Do you see what I saw in those ideas? A blog about people, their relationships with one another and the food that they share. I decided to write about the people who own restaurants and participate in food charities. It wouldn’t be complete without writing about those home cooks who rock out some NOMS for their family and friends. These people all have stories to tell, recipes to share and experience that we can all learn from. In addition to stories and recipes, I wanted to add a resources page to the getNOMSblog that may assist small business owners and bloggers to get started. That page will continue to grow as I discover new resources to post. On top of that, as the people I interview for the blog tell me about the resources they have found valuable, I will add those as well. In fact, if you’re reading this and you have that one book, blog or website that has helped you in your business, a food charity or as a home cook, I would love to hear about it. Please feel free to contact me with that information.
After I determined what to write about, I took a lot of steps to educate myself about the world of blogging. There are a lot of nuances, and I mean a lot! I’ll talk more about those in future blog updates. I’ll tell you what I learned, how I dealt with various problems and how to avoid some of my mistakes. It seems daunting. I’m facing a lot of potential growth and work, but it’s a cool challenge. Right now, I’m focused on creating content that people want to read, and on getting traffic to the blog.
For now, I’ll add a couple sections that I intend to include on every blog update going forward; a Traffic Report and Content Growth. I’m excited to learn more about creating additional traffic to the blog as I add content. There are a number of tools out there that a blogger can leverage to build traffic; social media, guest blogging, commenting on other blogs, shamelessly begging their friends and families to share their page… that sort of stuff. I’ll touch on these and more in upcoming blog updates.
October: 41 site views
November: 140 site views
Total Site Views: 181
Email Subscribers: 4
Total Blog Posts: 4
Total Blog Pages: 11
I have looked into and considered monetizing the blog, but I’m nowhere near ready.
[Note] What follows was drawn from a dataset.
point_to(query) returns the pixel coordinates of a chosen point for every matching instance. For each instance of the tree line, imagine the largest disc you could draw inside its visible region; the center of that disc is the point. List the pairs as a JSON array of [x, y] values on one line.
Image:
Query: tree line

You may see some Amazon ads on the blog, and a few links in the Resources section. Those are mostly experimental. They live on those pages as the result of my tinkering and learning the process of adding them. If you would like to support me, however, and need any of the products that I’ve linked to my pages, please click through the link and buy them that way. If you purchase the product after clicking on it from my page, then I get a small commission for it. This is called affiliate marketing; something that I have a great deal to learn about! So more on that later. If, by chance, I do monetize the blog and actually start making money with it, I’ll post the steps I took on my monthly blog update posts.